Jovita - A situação do SUS no Distrito Federal está caótica. Por um desmando de longa data. A gente não vê o conselho de saúde atuando. Quantos anos a saúde pública do DF está um caos e eu nunca vi um conselho reprovar as contas de um gestor? Nunca vi uma atuação fiscalizatória do conselho de saúde do DF. Eles são comprados. São totalmente comprometidos com a gestão. E outra: tem muitos conselheiros que estão lá para garantir que o sistema não funcione. Se o SUS funcionar minimamente, muita gente não vai precisar de um plano de saúde e isso vai colocar em risco grande empresas que sobrevivem da má gestão do SUS.
GN - Certa vez, o ex-secretário de Saúde no governo Roriz, Jofran Frejat, disse que na gestão de Agnelo, a precarização da saúde pública era intencional para poder privatizá-la. A senhora concorda com essa avaliação?

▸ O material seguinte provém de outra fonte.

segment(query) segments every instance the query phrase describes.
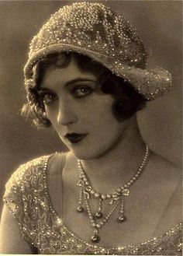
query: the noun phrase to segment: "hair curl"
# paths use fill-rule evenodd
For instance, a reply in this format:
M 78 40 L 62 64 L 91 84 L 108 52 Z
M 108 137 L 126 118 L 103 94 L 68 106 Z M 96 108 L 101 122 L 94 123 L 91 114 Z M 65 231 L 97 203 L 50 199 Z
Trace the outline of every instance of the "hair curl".
M 106 68 L 91 58 L 76 52 L 51 54 L 40 61 L 33 68 L 33 79 L 26 84 L 28 103 L 22 109 L 22 114 L 31 117 L 38 128 L 51 125 L 47 118 L 43 100 L 38 89 L 49 66 L 60 68 L 67 67 L 71 59 L 74 59 L 78 67 L 84 72 L 90 72 L 96 75 L 100 89 L 104 93 L 109 93 L 114 98 L 112 111 L 119 121 L 131 117 L 146 106 L 146 99 L 128 82 Z

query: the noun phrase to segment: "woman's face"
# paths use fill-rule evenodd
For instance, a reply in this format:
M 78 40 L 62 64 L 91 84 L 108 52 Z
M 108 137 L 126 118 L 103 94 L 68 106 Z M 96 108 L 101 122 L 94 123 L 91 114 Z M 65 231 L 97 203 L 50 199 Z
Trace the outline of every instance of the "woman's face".
M 116 119 L 114 99 L 103 93 L 97 78 L 80 70 L 74 60 L 64 68 L 48 68 L 38 93 L 47 118 L 77 158 L 98 157 L 123 139 L 127 122 Z

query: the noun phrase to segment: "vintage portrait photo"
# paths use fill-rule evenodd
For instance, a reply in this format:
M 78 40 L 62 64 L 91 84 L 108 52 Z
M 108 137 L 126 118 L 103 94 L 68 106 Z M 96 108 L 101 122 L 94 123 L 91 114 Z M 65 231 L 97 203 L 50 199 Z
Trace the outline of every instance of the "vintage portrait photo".
M 0 1 L 0 254 L 181 255 L 181 1 Z

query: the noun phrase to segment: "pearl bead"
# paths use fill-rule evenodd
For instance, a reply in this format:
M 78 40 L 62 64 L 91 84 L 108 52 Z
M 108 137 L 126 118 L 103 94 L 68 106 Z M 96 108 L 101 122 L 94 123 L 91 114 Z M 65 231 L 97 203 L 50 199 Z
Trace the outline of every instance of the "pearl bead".
M 126 220 L 126 217 L 125 216 L 120 216 L 117 219 L 117 222 L 119 223 L 123 223 Z
M 98 243 L 100 241 L 100 237 L 94 235 L 92 237 L 91 240 L 92 243 Z
M 83 208 L 82 206 L 78 206 L 78 207 L 77 208 L 77 211 L 78 211 L 78 212 L 83 212 L 85 211 L 85 209 L 84 209 L 84 208 Z

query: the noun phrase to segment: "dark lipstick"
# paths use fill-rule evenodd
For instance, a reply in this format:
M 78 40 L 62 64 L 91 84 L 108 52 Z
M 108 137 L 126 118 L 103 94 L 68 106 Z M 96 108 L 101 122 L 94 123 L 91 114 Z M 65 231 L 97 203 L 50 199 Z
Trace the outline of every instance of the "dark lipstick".
M 71 143 L 76 144 L 81 142 L 88 134 L 80 134 L 80 133 L 67 133 L 65 135 L 65 138 L 68 139 L 68 141 Z

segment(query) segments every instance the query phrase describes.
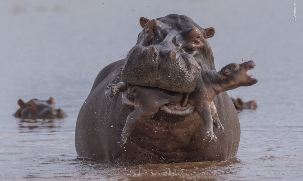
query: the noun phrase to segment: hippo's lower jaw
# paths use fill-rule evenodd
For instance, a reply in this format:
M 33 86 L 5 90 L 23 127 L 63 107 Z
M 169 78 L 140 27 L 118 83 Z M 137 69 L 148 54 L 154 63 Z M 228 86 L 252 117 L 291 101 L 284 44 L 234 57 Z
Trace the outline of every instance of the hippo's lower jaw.
M 135 99 L 127 92 L 127 91 L 123 92 L 122 95 L 122 103 L 124 104 L 135 106 Z M 193 111 L 194 107 L 188 103 L 185 106 L 181 106 L 181 103 L 177 104 L 168 103 L 162 106 L 159 109 L 168 115 L 184 116 L 190 115 Z

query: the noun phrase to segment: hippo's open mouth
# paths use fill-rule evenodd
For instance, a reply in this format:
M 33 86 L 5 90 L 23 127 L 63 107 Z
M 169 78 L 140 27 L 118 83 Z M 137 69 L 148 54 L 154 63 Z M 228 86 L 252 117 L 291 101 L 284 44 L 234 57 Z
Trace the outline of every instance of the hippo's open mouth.
M 159 110 L 169 115 L 184 116 L 190 115 L 192 113 L 194 107 L 187 103 L 187 100 L 183 100 L 181 102 L 183 102 L 177 104 L 168 103 L 161 106 Z M 128 94 L 127 90 L 125 91 L 122 95 L 122 102 L 125 104 L 134 106 L 135 98 Z M 181 106 L 182 104 L 185 104 L 185 105 Z
M 247 63 L 244 63 L 243 64 L 244 64 L 244 66 L 245 66 L 245 74 L 246 76 L 248 77 L 248 78 L 249 79 L 251 79 L 251 81 L 257 81 L 257 80 L 255 78 L 252 78 L 252 74 L 249 75 L 247 74 L 247 71 L 249 70 L 251 70 L 255 68 L 256 66 L 256 64 L 255 63 L 252 61 L 249 61 Z

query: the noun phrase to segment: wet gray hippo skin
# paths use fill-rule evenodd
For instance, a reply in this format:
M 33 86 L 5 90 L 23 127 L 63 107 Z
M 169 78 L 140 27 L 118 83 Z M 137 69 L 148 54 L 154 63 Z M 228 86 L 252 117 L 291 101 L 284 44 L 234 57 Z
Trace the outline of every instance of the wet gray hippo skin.
M 134 78 L 140 79 L 138 81 L 142 84 L 144 80 L 147 82 L 151 80 L 147 86 L 190 92 L 196 87 L 197 64 L 203 69 L 215 70 L 212 52 L 207 40 L 214 35 L 213 28 L 203 28 L 188 17 L 175 14 L 150 21 L 141 18 L 140 22 L 143 29 L 138 36 L 137 45 L 132 49 L 127 58 L 114 62 L 101 70 L 81 108 L 75 132 L 78 156 L 132 164 L 226 160 L 235 156 L 240 141 L 240 126 L 234 106 L 225 92 L 213 100 L 225 130 L 219 132 L 215 130 L 218 138 L 215 142 L 201 138 L 205 137 L 203 122 L 196 111 L 180 115 L 159 110 L 148 120 L 137 124 L 127 142 L 120 147 L 120 135 L 127 116 L 134 108 L 122 103 L 122 92 L 107 100 L 104 95 L 107 85 L 122 81 L 137 85 L 125 80 L 131 79 L 128 75 L 137 74 Z M 180 56 L 183 56 L 178 59 Z M 170 75 L 165 75 L 163 71 L 160 71 L 163 70 L 161 65 L 165 58 L 169 59 L 170 64 L 163 68 L 170 70 L 166 73 Z M 152 66 L 153 62 L 160 66 Z M 140 66 L 145 62 L 152 68 L 139 71 L 144 68 Z M 134 70 L 131 70 L 132 64 L 136 68 Z M 148 70 L 152 69 L 155 70 Z M 122 75 L 122 70 L 124 74 Z M 178 70 L 175 72 L 178 74 L 174 74 L 176 70 Z M 164 80 L 159 84 L 149 79 L 151 77 Z M 185 85 L 174 85 L 180 80 L 185 82 Z M 147 85 L 141 84 L 138 84 Z
M 231 98 L 233 103 L 235 106 L 236 110 L 237 111 L 241 111 L 243 109 L 252 109 L 254 110 L 256 109 L 258 107 L 257 102 L 255 100 L 252 100 L 247 102 L 244 102 L 241 98 L 238 98 L 237 99 L 234 99 Z
M 24 103 L 21 99 L 18 101 L 20 106 L 15 113 L 16 118 L 36 120 L 37 119 L 63 118 L 65 115 L 61 109 L 55 108 L 55 100 L 52 97 L 47 100 L 32 99 Z
M 219 72 L 210 70 L 201 70 L 195 90 L 190 94 L 188 103 L 195 107 L 196 111 L 202 118 L 206 135 L 211 140 L 217 139 L 213 131 L 213 124 L 219 129 L 224 129 L 219 119 L 216 109 L 212 100 L 218 94 L 237 88 L 241 86 L 249 86 L 257 83 L 258 80 L 246 73 L 248 70 L 253 69 L 255 64 L 252 61 L 240 65 L 231 63 L 223 68 Z M 108 90 L 113 88 L 113 95 L 127 89 L 125 83 L 121 82 L 116 85 L 108 86 Z M 120 89 L 120 90 L 119 90 Z M 127 117 L 125 126 L 121 134 L 122 141 L 125 143 L 137 124 L 141 120 L 147 120 L 155 114 L 159 109 L 169 110 L 168 107 L 181 107 L 179 103 L 183 98 L 182 93 L 172 92 L 159 88 L 133 85 L 128 89 L 130 97 L 134 98 L 135 109 Z M 126 93 L 126 92 L 125 92 Z M 123 101 L 123 100 L 122 100 Z M 170 103 L 168 104 L 168 103 Z M 212 110 L 215 110 L 211 111 Z M 171 113 L 170 112 L 168 113 Z M 216 115 L 215 116 L 215 115 Z

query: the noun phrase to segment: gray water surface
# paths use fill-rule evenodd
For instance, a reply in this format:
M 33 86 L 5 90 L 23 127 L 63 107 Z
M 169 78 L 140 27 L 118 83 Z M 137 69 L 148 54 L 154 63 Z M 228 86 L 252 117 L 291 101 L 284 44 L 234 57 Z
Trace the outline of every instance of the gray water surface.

Jovita - Concordo. Não só o governo do Distrito Federal, como em todos os governos. Primeiro precarizam o público para justificar a privatização. E quando privatizam fazem os investimentos. O que aconteceu nos hospitais universitários? Foram anos sem investimento nenhum, sem concursos. Os hospitais precisavam funcionar. Criaram uma forma de contratação muito precária e agora, depois de mais de 20 anos, criam uma empresa, uma sociedade anônima para tomar conta dos hospitais universitários. Isso por quê: ao longo dos anos, ninguém faz investimento.
GN - Temos exemplos locais?

Jovita - Aqui em Brasília, o governo anterior ao Agnelo montou o hospital de Santa Maria, e colocou nas mãos de uma empresa. A única que perde é a população. Quando a gente pega todos os grandes financiadores de campanhas eleitorais, vemos eles beneficiados com a política privatista.
GN - Além integrar o MCCE, também integra o Instituto de Fiscalização e Controle. Lutaram para viabilizar a Lei da Ficha Limpa. Qual a próxima medida que pretendem tomar para moralizar a gestão pública?

Jovita - Nesta semana vamos lançar mais uma lei de iniciativa popular, que a lei que estamos chamando de eleição limpa. Temos que acabar com o financiamento das empresas em campanhas. Defendemos o financiamento público. Eu ouço histórias de vereadores que gastam R$ 2 milhões. Isso é inadmissível. Quando é que uma pessoas vai tirar do seu patrimônio esse valor? Essas grandes construtoras doam para campanhas, mas depois ganham todas as licitações e obras mal feitas. Tudo isso para tirar o dinheiro que investiram. Hoje a campanha já tem recurso público e sem fiscalização nenhuma. As empresas não tem que financiar campanha, tem que pagar seus impostos.